When ‘herbal ecstasy’ goes the wrong way
The Irish Times
Health Supplement, p. 13
4 March 2008
DOES IT WORK? Remedies may be natural but they’re not always safe, writes Dónal O’Mathúna
MANY PEOPLE turn to herbal remedies in the belief that if they are natural, they must be safe. Strychnine, carbon monoxide and many other natural substances show this is not the case.
Ephedra has led to many reports of adverse effects and some deaths.
The US drug regulatory agency, the FDA, banned its sale in 2004, though only after years of attempting to restrict its sale. Even while evidence mounted of ephedra’s danger, it remained one of the most popular herbal remedies.
Ephedra is also known by its Chinese name, ma huang, as “herbal ecstasy” because of its stimulant effects, and as “herbal fen-phen”, after a weight-loss drug combination taken off the market several years ago.
Ephedra products are made from several ephedra species which contain different mixtures of compounds called alkaloids. Ephedrine is the most common alkaloid, which in purified form is used to treat asthma, as a nasal decongestant, and to increase blood pressure and heart rate.
A small number of other ephedra alkaloids have been used as conventional drugs.
Evidence from studies
Herbal ephedra contains ephedrine and does increase blood pressure and heart rate. However, herbal products vary widely in how much ephedrine and other alkaloids they contain. This may be why they have led to many side effects.

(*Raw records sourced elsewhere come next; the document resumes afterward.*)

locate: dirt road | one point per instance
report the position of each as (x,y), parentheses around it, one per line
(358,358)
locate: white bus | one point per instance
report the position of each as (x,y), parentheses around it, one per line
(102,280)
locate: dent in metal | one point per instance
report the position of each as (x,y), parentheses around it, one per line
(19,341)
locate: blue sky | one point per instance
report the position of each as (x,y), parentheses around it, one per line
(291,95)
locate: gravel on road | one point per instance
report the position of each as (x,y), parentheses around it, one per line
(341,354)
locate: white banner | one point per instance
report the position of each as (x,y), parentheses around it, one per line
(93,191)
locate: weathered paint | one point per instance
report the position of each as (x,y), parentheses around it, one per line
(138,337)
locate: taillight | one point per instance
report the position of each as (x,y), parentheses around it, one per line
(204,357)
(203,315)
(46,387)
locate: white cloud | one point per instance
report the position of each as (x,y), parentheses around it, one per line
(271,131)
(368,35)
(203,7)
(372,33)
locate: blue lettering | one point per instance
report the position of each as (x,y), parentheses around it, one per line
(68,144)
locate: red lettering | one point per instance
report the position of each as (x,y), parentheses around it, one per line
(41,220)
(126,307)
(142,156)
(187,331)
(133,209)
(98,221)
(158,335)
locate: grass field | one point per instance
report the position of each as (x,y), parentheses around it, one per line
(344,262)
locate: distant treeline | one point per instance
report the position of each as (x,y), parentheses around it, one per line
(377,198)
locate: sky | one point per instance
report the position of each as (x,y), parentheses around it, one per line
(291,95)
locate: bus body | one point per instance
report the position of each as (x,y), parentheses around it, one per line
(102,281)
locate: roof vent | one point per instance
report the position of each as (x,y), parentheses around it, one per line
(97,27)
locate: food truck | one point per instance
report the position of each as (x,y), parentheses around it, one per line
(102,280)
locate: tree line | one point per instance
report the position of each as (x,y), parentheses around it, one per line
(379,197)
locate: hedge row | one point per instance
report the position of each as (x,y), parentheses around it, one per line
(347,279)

Ephedra is most commonly recommended to help people lose weight or to improve athletic performance. During the controversy in the US over ephedra regulation, an independent review of ephedra research was commissioned. For use in losing weight, one study of ephedra alone and four of ephedra containing multiherb mixtures found that, on average, people lost one kilogram per month more taking ephedra compared to a placebo.
No studies examined ephedra to improve sports performance. Purified ephedrine was examined in some trials. Alone, it gave no improvements, though in combination with caffeine it showed some performance enhancement.

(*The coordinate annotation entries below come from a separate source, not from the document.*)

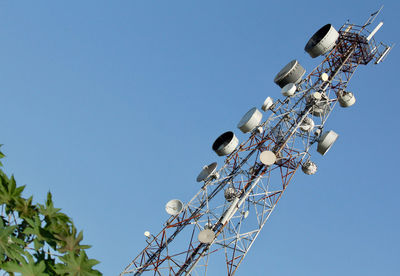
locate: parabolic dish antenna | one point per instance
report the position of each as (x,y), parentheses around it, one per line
(326,141)
(207,172)
(291,73)
(225,144)
(322,41)
(174,207)
(206,236)
(346,99)
(289,89)
(267,157)
(307,125)
(250,120)
(267,103)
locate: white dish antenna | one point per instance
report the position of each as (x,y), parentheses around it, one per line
(225,144)
(324,77)
(206,236)
(307,125)
(207,171)
(174,207)
(230,194)
(250,120)
(289,89)
(267,158)
(267,104)
(309,167)
(346,99)
(322,41)
(291,73)
(326,141)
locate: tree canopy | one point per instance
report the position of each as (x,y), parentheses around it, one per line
(38,239)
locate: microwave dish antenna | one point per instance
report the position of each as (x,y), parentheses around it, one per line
(225,216)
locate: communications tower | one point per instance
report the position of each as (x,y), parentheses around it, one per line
(235,201)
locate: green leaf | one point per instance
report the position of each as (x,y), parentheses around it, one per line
(25,208)
(70,242)
(29,268)
(77,265)
(10,246)
(9,192)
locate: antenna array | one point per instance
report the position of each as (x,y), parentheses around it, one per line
(236,200)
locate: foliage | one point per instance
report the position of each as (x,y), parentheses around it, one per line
(38,239)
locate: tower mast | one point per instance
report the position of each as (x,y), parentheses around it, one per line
(235,201)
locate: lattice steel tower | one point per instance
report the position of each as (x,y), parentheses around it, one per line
(228,212)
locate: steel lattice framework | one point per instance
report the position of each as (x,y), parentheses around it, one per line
(237,222)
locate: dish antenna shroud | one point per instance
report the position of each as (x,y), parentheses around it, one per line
(245,184)
(207,172)
(174,207)
(291,73)
(225,144)
(322,41)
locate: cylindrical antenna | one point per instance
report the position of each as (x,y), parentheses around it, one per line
(374,31)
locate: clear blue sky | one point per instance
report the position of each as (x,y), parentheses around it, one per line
(113,107)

All these studies reported significant increases in heart rate and blood pressure, but whether this led to better performances in competition was not examined.
In contrast with the small benefits found in studies, many adverse effects were found. When ephedra sales made up less than 1 per cent of the US market, it led to 64 per cent of all herbal adverse event reports made to poison control centres. In many studies, those taking ephedra or ephedrine had three to four times more side effects. Common reactions included high blood pressure, increased heart rate, heart palpitations, anxiety, restlessness, agitation, and headache. About one-third of those given higher doses had nausea and vomiting. Ephedra was also linked with very serious side effects, such as heart attack, stroke, psychosis and sudden death. It has been suspected to play a role in the sudden deaths of some highly competitive athletes.
While supporters of ephedra claim serious side effects occur only when people use very high doses for long periods, this has not always been the case. Some people appear to be very sensitive to the drug. In addition, ephedra is likely to interfere with other drugs being taken for heart conditions or mental health.
Use of ephedra to enhance sports performance is not supported by research. The herb does stimulate the heart, but there is no evidence this improves performance. The herb is also banned by the International Olympic Committee and other sports organisations.
While ephedra has been found to help a little when taken for weight loss, the risks far outweigh the limited benefit. Given these risks and lack of effectiveness, use of ephedra cannot be recommended for anyone.